Elías apretó el volante con fuerza.
—No sé —admitió—. Pero alguien piensa que Luciano te dejó algo. Una clave. Un mensaje. Algo que podría comprometerlos.
—¿Quién piensa eso?
Él tragó saliva.
—Un hombre llamado Ferrán. Luciano lo temía. Era… insistente. No aceptaba un “no” como respuesta.
El nombre cayó sobre el interior del auto como un peso. Amara sintió que el pecho se le encogía.
—¿Crees que fue él quien…? —No pudo completar la frase. Decir quien lo mató era todavía demasiado.
Elías miró hacia el retrovisor antes de responder.
—Luciano tenía miedo de él. Eso es todo lo que sé.
El auto avanzó varios minutos en silencio, atravesando calles que Amara no reconocía. No sabía si estaban yendo hacia un lugar seguro o hacia un nuevo peligro.
Finalmente, Elías estacionó detrás de un edificio de oficinas abandonado, cuyo cartel de “Venta” llevaba meses desgastándose por el sol.
—Aquí nadie nos sigue —dijo él, bajando del auto.
Amara hizo lo mismo, aunque cada paso se sentía pesado. El lugar era tranquilo, casi demasiado quieto.
Entraron por una puerta lateral que rechinó al abrirse. Dentro, el aire estaba frío y olía a concreto viejo. El eco de sus pasos resonaba con inquietud.
—¿Seguro que aquí estamos bien? —preguntó Amara, abrazándose a sí misma.
—Lo suficiente para hablar —respondió él.
Se detuvieron en una de las salas vacías. La luz entraba apenas por una ventana rota.
Elías se apoyó contra la pared y la miró con una mezcla de preocupación y determinación.
—Amara, necesito que pienses. Sé que estás cansada, que estás dolida… pero necesito que busques entre tus recuerdos. ¿Luciano te dijo algo extraño en sus últimos días? ¿Te pidió que guardaras algo? ¿Te dio acceso a una cuenta, una caja, un archivo… lo que sea?
Ella negó, confundida.
—No… no recuerdo nada así…
Pero incluso mientras lo decía, una imagen cruzó fugazmente su mente: Luciano entregándole su libro favorito, un ejemplar gastado de Rayuela. Fue dos semanas antes de su muerte. Él había sonreído raro, como si escondiera algo, y le dijo:
"Cuídalo por mí. Es más importante de lo que crees."
La memoria le heló la sangre.
—Espera —murmuró, llevándose la mano a la frente—. Puede haber… algo.

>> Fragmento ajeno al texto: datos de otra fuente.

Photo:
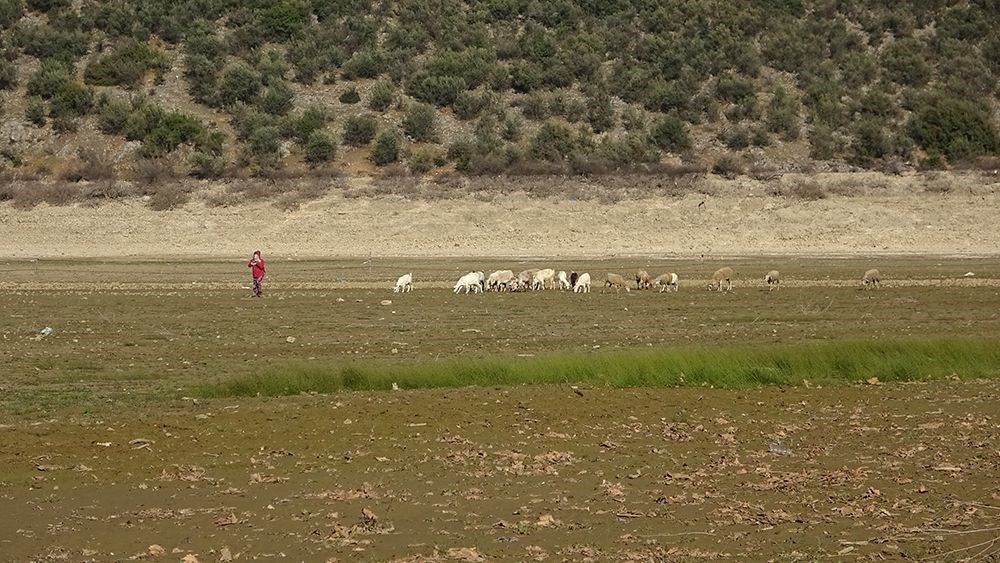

Elías alzó la mirada, alerta.
—¿Qué cosa?
—Un libro —respondió ella lentamente—. Un libro que él me dio.
—¿Un libro…? ¿Crees que podría haber escondido algo dentro?
Amara sintió un vuelco en el estómago.
—No lo sé. Pero ahora que lo pienso… sí. Sí es posible.
Elías abrió la boca para decir algo, pero un sonido seco los interrumpió.
Un golpe.
Como un objeto cayendo.
Amara y Elías se quedaron inmóviles, mirándose con los ojos muy abiertos. El ruido había venido del pasillo.
Elías se acercó a ella y susurró:
—No te muevas.
Ella sintió el terror treparle por los huesos. Una sombra se deslizó por debajo de la puerta.
Pasos.
Lentos. Controlados.
Alguien estaba dentro del edificio con ellos.
Alguien que no venía a hablar.
Elías retrocedió dos pasos, buscando algo con la mirada. Vio una barra de metal en el suelo y la tomó. No era mucho, pero era algo.
Los pasos se detuvieron justo afuera de la sala.
Amara contuvo la respiración.
La puerta comenzó a abrirse.
Y lo primero que vio fue una mano, robusta, con un anillo en el índice.
Elías la reconoció al instante.
—Mierda —susurró, palideciendo—. Es él.
La puerta se abrió del todo.
Y Ferrán apareció con una sonrisa tan fría que parecía hecha de sombras.